Enver abiler buyurdular ki;
Bir hadis-i şerifte Peygamber efendimiz ‘aleyhissalatü vesselam’ buyuruyorlar ki; Allahü azimüşşânı unutarak, Onun kullarına, sevap bekleyerek iyilik yapmayı unutanlar, sırf servet ve şöhret için dünyayı ma’mur etmeye uğraşanlar olmasaydı, bu dünya harap olurdu. Dolayısıyla, ahmak insanlar dünyayı ma’mur ederler. Hepsi böyle midir? Eğer Allahın kullarına iyilik etmeyi düşünüyorsa, bundan sevap kazanmayı bekliyorsa, helal olsun. Bir de kafasında ne servet ne de şöhret olmayanlar var. Eğer dünya bunlarla dolu olsaydı, kimse bir taş üzerine taş koymazdı.

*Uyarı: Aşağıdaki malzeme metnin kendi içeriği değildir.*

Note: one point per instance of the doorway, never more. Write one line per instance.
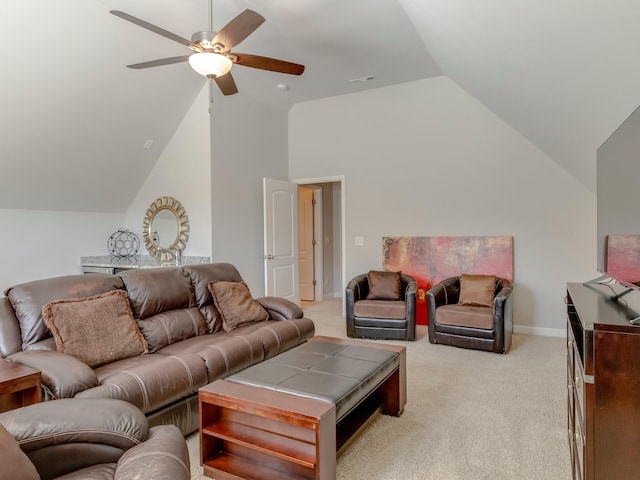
(321, 238)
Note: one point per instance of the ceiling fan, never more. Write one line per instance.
(212, 55)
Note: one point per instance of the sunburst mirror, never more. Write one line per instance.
(165, 228)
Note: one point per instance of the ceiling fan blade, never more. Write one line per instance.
(227, 84)
(266, 63)
(153, 28)
(160, 62)
(243, 25)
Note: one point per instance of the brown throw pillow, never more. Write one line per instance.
(477, 290)
(235, 304)
(97, 329)
(15, 463)
(384, 285)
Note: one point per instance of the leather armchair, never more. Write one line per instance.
(381, 319)
(90, 438)
(461, 327)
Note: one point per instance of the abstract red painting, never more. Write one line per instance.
(432, 259)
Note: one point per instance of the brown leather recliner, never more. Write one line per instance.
(381, 319)
(475, 327)
(89, 438)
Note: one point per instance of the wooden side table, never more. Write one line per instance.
(19, 385)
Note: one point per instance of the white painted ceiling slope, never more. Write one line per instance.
(75, 120)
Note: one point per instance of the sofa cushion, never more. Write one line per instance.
(156, 290)
(235, 304)
(169, 327)
(465, 316)
(15, 463)
(97, 329)
(477, 290)
(383, 285)
(150, 382)
(28, 299)
(380, 309)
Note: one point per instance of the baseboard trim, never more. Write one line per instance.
(329, 296)
(543, 332)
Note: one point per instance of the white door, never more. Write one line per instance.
(281, 239)
(306, 239)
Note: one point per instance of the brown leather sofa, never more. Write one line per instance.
(488, 328)
(80, 439)
(175, 311)
(393, 319)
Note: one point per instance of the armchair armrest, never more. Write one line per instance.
(503, 314)
(280, 308)
(443, 293)
(63, 376)
(409, 296)
(163, 455)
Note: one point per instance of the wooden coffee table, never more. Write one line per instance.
(251, 432)
(19, 385)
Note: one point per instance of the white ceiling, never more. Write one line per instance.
(74, 119)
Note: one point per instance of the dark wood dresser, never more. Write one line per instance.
(603, 362)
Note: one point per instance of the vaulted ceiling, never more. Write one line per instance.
(75, 121)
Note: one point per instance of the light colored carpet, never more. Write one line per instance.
(470, 415)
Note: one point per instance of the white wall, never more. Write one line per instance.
(183, 172)
(249, 142)
(39, 244)
(427, 159)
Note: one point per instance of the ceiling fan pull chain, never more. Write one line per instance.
(211, 15)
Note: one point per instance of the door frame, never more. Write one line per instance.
(341, 180)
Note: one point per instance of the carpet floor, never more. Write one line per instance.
(469, 415)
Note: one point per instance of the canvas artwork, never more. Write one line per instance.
(623, 257)
(432, 259)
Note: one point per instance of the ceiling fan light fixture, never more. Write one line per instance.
(210, 64)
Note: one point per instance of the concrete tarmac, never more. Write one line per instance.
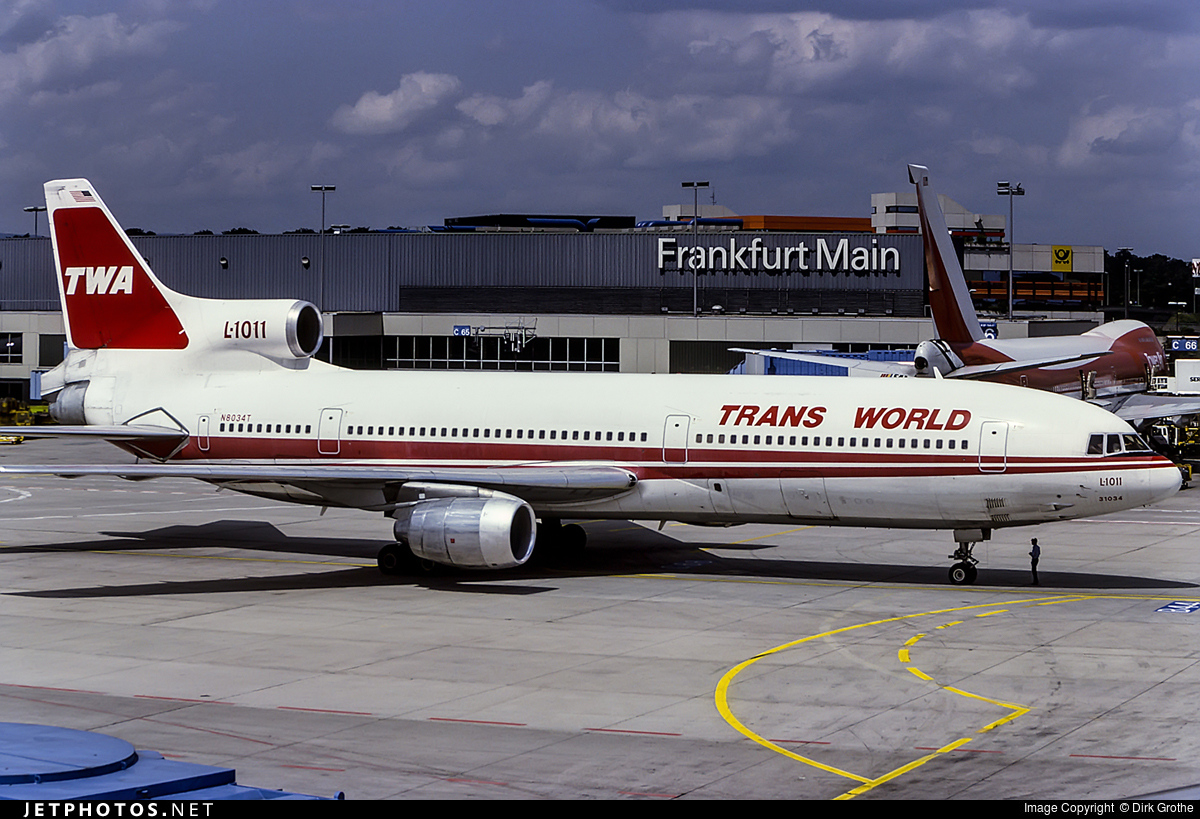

Allahü azimüşşân kalbi kırıkların yanındadır. Bu, hasta olur, borçlu olur, üzgün olur, bezgin olur, ama Allaha yakın olur. Bir eli yağda, bir eli balda olup, tek derdi onları yemek olanla, Allah diye inleyen bir olur mu? İster Ermeni olsun, ister Yahudi olsun, ister Rum olsun, kalbi kırıkların duası alınmalı, bedduasından da Allaha sığınmalı. Mazlûmun kalbi kırık olduğu için, Allaha çok yakındır, onların bedduasından Allaha sığınmalıdır. Mü’min, kimsenin ayağına basmaz.